In May 1929, a Chippendale grand piano is loaded on board the Graf Zeppelin airship, and a gilt instrument with paintings à la Watteau leaves Berlin to represent Bechstein at the Barcelona International Exposition. The times are not hard for everybody despite the crisis, and the Spanish general importer intends to sell the piano to a rich banker as soon as it arrives in the Catalan capital city. By this time, Bechstein converts prices either in dollar or in gold, which is quite complicated (10 dollars to 42 marks or 1/2790 kg of fine gold for one mark according to the rate at the London Stock Exchange on the day of sale).
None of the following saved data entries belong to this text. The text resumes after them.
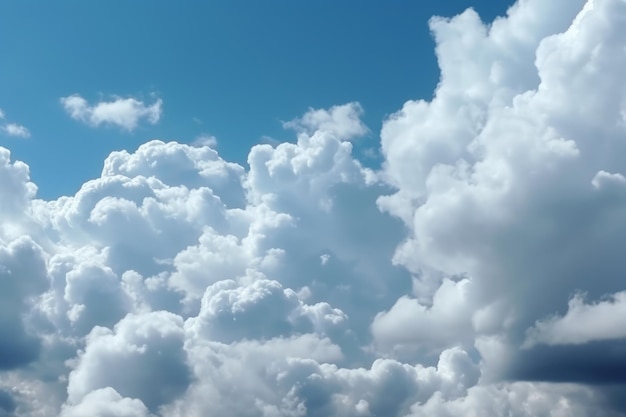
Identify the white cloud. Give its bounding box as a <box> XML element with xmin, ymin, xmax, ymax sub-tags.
<box><xmin>0</xmin><ymin>147</ymin><xmax>37</xmax><ymax>218</ymax></box>
<box><xmin>66</xmin><ymin>311</ymin><xmax>190</xmax><ymax>411</ymax></box>
<box><xmin>591</xmin><ymin>170</ymin><xmax>626</xmax><ymax>190</ymax></box>
<box><xmin>524</xmin><ymin>291</ymin><xmax>626</xmax><ymax>347</ymax></box>
<box><xmin>193</xmin><ymin>134</ymin><xmax>218</xmax><ymax>148</ymax></box>
<box><xmin>166</xmin><ymin>339</ymin><xmax>479</xmax><ymax>417</ymax></box>
<box><xmin>185</xmin><ymin>276</ymin><xmax>348</xmax><ymax>344</ymax></box>
<box><xmin>371</xmin><ymin>278</ymin><xmax>476</xmax><ymax>354</ymax></box>
<box><xmin>60</xmin><ymin>388</ymin><xmax>152</xmax><ymax>417</ymax></box>
<box><xmin>376</xmin><ymin>0</ymin><xmax>626</xmax><ymax>405</ymax></box>
<box><xmin>283</xmin><ymin>102</ymin><xmax>369</xmax><ymax>141</ymax></box>
<box><xmin>60</xmin><ymin>94</ymin><xmax>163</xmax><ymax>131</ymax></box>
<box><xmin>2</xmin><ymin>0</ymin><xmax>626</xmax><ymax>415</ymax></box>
<box><xmin>0</xmin><ymin>109</ymin><xmax>31</xmax><ymax>138</ymax></box>
<box><xmin>0</xmin><ymin>236</ymin><xmax>49</xmax><ymax>370</ymax></box>
<box><xmin>0</xmin><ymin>100</ymin><xmax>409</xmax><ymax>414</ymax></box>
<box><xmin>0</xmin><ymin>103</ymin><xmax>416</xmax><ymax>415</ymax></box>
<box><xmin>2</xmin><ymin>123</ymin><xmax>30</xmax><ymax>138</ymax></box>
<box><xmin>406</xmin><ymin>382</ymin><xmax>600</xmax><ymax>417</ymax></box>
The 1920s are also the golden age of the transatlantic liners and Bechstein pianos, solidly affixed to the bridge to withstand the ups and downs of the ocean, contribute to the well-being of the passengers. The Bremen, for example, thus becomes a travelling festival with musical highlights such as Wagner’s Flying Dutchman or Mozart’s A Little Night Music. Although economic troubles overshadow the first and last years of the decade, numerous pianists remain true to “their” Bechstein — including such stars as Ferruccio Busoni, Artur Schnabel, Wilhelm Backhaus, Alfred Cortot and Emil von Sauer, who performs works by Liszt with the uppermost elegance. An artist whose sensitivity resonates exclusively to the sound of piano, Busoni can only write his Sketch of a New Aesthetic of Music because of the instrument he favours. As for Schnabel, he most likely uses a Bechstein as he composes his wonderful String Quartet and his Sonata for Solo Violin, a grandiose and extremely modern work from 1919 that is in part inspired by the musician’s contacts with Carl Flesch, his chamber music partner. Many other composers of modern classical music also favour Bechstein, some of them using a revolutionary notation method: the twelve-note composition that takes into account all notes of the chromatic scale and uses tone rows, i.e. an ordering of the twelve pitches.
Welte-Mignon system
True to the company’s tradition, C. Bechstein continues to innovate, although the upright and grand pianos have kept their shapes since the late 1870s. For example, the company produces an instrument that uses the Welte-Mignon technology that pretends to make the pianist superfluous — at least for reproducing the recordings made on paper rolls. The great Eugen d’Albert, who stated that he “owed everything to the marvellous Bechstein grand pianos”, records several works on this instrument.
At the same time, Bechstein is interested in a new medium, the cinema, as silent films require a piano to underscore the emotional charge of the images. Moreover, the company commissions an advertising film as early as 1926, titled Birth of a Piano, in order to “heighten the interest of the public for the piano and serve both the world of music and our industry.” This forty-minute film is provided with “censorship by the government” and a “projection lamp.”